The window to build this correctly is now
The window to build this correctly is now, while enterprise AI architectures are still being established. The Lilli breach happened in a production system that had been running for two years. The governance gaps it exposed were baked in from the start. Retrofitting identity-aware agent authentication into a scaled AI deployment is substantially harder than designing for it at the outset.
The questions every AI team should ask
The question every enterprise AI team should be asking is not "are our endpoints authenticated?" (though they should be). It is:
"If one of our agents did something it should not have done, would we know?"
"Could we prove it did not happen?"
"And could we have stopped it before it did?"
Authentication answers the first question. Agent identity, authorization chains, and human-in-the-loop controls answer the other three.
—
FAQs
What is AI agent authentication and why is it different from regular API authentication?
AI agent authentication verifies not just that a caller has valid credentials, but that the specific agent is authorized for each action it attempts. Unlike traditional API authentication that validates tokens at the entry point, agent authentication maintains a continuous chain of identity and authorization throughout multi-agent workflows, with human approval required for high-risk operations.
How did the McKinsey Lilli breach happen?
An autonomous AI agent found 22 unauthenticated API endpoints in McKinsey's Lilli platform through publicly accessible documentation. It exploited a SQL injection vulnerability to gain database access, then rewrote the AI's system prompts—changing how the AI behaved without any code deployment or alerts.
Would traditional OAuth or API gateway solutions have prevented the Lilli breach?
They would have prevented the initial access through unauthenticated endpoints, but not the broader vulnerability. Even with proper authentication, traditional approaches can't verify whether an agent's specific action was sanctioned, whether a human approved it, or whether the agent operating is the legitimate one vs. an impersonator with stolen credentials.
What is CIBA and how does it secure AI agents?
CIBA (Client-Initiated Backchannel Authentication) enables real-time human approval for high-risk agent actions.
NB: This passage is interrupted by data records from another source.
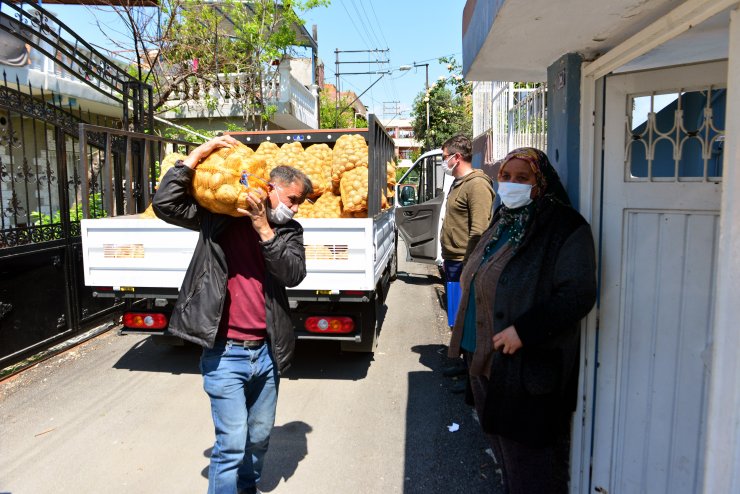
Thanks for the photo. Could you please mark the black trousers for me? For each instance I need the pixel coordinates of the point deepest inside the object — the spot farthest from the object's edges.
(527, 469)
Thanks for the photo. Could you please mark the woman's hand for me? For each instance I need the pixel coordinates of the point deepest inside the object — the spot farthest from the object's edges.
(257, 212)
(204, 150)
(507, 341)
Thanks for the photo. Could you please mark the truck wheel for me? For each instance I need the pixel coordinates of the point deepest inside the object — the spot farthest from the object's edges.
(370, 329)
(394, 264)
(394, 260)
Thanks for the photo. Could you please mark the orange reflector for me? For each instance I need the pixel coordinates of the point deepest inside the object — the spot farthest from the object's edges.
(145, 320)
(329, 324)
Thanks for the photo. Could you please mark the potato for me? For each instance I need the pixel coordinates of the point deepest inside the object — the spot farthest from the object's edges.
(350, 151)
(216, 184)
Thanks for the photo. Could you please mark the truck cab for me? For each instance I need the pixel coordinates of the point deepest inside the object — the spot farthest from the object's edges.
(421, 196)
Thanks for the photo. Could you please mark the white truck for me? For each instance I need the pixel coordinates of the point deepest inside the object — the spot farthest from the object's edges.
(350, 261)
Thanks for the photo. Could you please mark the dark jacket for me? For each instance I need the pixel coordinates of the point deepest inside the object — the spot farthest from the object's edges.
(545, 289)
(200, 302)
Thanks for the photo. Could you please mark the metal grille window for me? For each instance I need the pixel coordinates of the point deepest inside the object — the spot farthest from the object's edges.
(513, 114)
(675, 137)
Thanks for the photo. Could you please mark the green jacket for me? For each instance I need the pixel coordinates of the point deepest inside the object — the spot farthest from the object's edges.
(468, 215)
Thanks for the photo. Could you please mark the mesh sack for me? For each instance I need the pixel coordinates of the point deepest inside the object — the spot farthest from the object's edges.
(350, 152)
(267, 151)
(317, 166)
(305, 210)
(391, 173)
(216, 184)
(290, 154)
(353, 187)
(328, 206)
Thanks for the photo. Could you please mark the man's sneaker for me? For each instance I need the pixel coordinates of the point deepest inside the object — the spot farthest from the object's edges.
(456, 369)
(458, 386)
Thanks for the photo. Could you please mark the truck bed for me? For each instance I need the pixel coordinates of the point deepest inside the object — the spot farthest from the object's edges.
(129, 253)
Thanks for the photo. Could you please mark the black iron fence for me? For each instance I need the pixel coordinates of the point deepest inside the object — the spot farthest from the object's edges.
(58, 165)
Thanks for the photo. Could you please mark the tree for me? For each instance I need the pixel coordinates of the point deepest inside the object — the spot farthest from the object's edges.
(328, 114)
(450, 108)
(229, 47)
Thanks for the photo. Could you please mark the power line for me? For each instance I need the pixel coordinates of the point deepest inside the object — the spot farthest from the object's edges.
(359, 33)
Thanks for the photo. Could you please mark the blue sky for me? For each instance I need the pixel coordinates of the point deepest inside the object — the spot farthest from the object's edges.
(413, 30)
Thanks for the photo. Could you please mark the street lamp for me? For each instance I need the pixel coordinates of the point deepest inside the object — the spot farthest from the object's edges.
(426, 84)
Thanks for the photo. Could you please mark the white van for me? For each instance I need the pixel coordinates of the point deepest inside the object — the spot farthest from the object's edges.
(421, 196)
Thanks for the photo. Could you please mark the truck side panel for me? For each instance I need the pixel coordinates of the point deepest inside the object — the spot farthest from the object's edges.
(126, 251)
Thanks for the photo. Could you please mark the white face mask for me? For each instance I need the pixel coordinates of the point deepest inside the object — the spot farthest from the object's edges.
(446, 166)
(281, 214)
(514, 195)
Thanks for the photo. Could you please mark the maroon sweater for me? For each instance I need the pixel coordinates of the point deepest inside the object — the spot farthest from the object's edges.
(243, 317)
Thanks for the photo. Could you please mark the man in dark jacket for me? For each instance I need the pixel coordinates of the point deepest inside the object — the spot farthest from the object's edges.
(233, 303)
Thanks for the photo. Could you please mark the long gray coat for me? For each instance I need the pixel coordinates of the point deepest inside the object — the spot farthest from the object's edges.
(545, 289)
(201, 299)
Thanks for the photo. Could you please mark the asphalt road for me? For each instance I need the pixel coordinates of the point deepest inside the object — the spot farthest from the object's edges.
(119, 414)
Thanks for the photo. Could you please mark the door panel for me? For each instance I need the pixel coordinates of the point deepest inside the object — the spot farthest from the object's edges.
(661, 199)
(418, 214)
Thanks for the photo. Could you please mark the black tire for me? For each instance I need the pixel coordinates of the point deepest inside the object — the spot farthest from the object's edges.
(394, 262)
(370, 329)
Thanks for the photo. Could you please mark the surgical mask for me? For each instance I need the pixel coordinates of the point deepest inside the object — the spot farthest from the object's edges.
(281, 214)
(514, 195)
(446, 166)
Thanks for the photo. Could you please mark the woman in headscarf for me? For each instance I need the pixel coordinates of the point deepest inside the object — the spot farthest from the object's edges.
(526, 286)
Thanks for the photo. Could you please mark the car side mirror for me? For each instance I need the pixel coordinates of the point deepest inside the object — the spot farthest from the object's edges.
(407, 195)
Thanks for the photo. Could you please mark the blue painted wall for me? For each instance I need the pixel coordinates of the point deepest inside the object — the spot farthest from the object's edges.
(563, 120)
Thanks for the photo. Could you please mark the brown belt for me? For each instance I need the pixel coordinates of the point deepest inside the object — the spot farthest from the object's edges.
(246, 343)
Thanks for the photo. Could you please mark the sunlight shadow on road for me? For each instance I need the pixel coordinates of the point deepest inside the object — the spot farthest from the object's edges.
(436, 460)
(418, 278)
(288, 447)
(324, 360)
(146, 356)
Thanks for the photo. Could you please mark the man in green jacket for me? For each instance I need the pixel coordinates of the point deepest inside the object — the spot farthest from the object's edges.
(468, 214)
(469, 205)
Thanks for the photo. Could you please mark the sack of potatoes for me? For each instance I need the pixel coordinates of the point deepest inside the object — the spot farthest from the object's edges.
(391, 173)
(217, 182)
(317, 166)
(267, 151)
(350, 152)
(327, 206)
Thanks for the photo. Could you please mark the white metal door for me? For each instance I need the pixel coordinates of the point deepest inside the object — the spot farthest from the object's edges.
(663, 141)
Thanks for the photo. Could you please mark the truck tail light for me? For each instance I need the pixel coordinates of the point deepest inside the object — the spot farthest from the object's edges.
(329, 324)
(145, 320)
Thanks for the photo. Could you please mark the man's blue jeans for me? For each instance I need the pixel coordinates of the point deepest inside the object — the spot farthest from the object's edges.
(242, 384)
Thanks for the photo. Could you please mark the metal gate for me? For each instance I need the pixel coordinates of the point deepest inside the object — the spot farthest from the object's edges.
(54, 159)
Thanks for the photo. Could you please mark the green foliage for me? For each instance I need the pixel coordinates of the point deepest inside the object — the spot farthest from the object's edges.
(75, 214)
(450, 108)
(204, 44)
(347, 118)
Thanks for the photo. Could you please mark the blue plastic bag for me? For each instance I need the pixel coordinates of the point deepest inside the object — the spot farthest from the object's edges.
(454, 292)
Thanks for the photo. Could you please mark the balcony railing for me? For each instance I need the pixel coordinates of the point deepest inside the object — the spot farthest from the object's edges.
(297, 106)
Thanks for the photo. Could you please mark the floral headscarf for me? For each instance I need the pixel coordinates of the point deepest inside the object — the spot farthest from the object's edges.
(514, 222)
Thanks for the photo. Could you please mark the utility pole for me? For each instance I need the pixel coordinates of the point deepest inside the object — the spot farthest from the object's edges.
(336, 71)
(426, 85)
(391, 108)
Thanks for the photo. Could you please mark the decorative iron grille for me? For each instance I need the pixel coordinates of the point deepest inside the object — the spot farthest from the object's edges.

When an AI agent attempts a consequential operation like modifying system configuration or accessing sensitive data, CIBA triggers a backchannel authorization request to a human approver before the action executes.
What are the key questions every enterprise should ask about their AI security?
Beyond "are our endpoints authenticated?", ask: If one of our agents did something it shouldn't have, would we know? Could we prove it didn't happen? Could we have stopped it before it did? Traditional authentication only answers the first question.
What is cryptographic agent identity binding?
It's a security approach where each AI agent instance carries a cryptographically bound identity that cannot be replayed, delegated without authorization, or impersonated. This ensures the system can verify not just valid credentials, but that the specific registered agent is making the request.
—
Huzefa Olia is COO at 1Kosmos, where he leads identity and authentication product for enterprise and government organizations.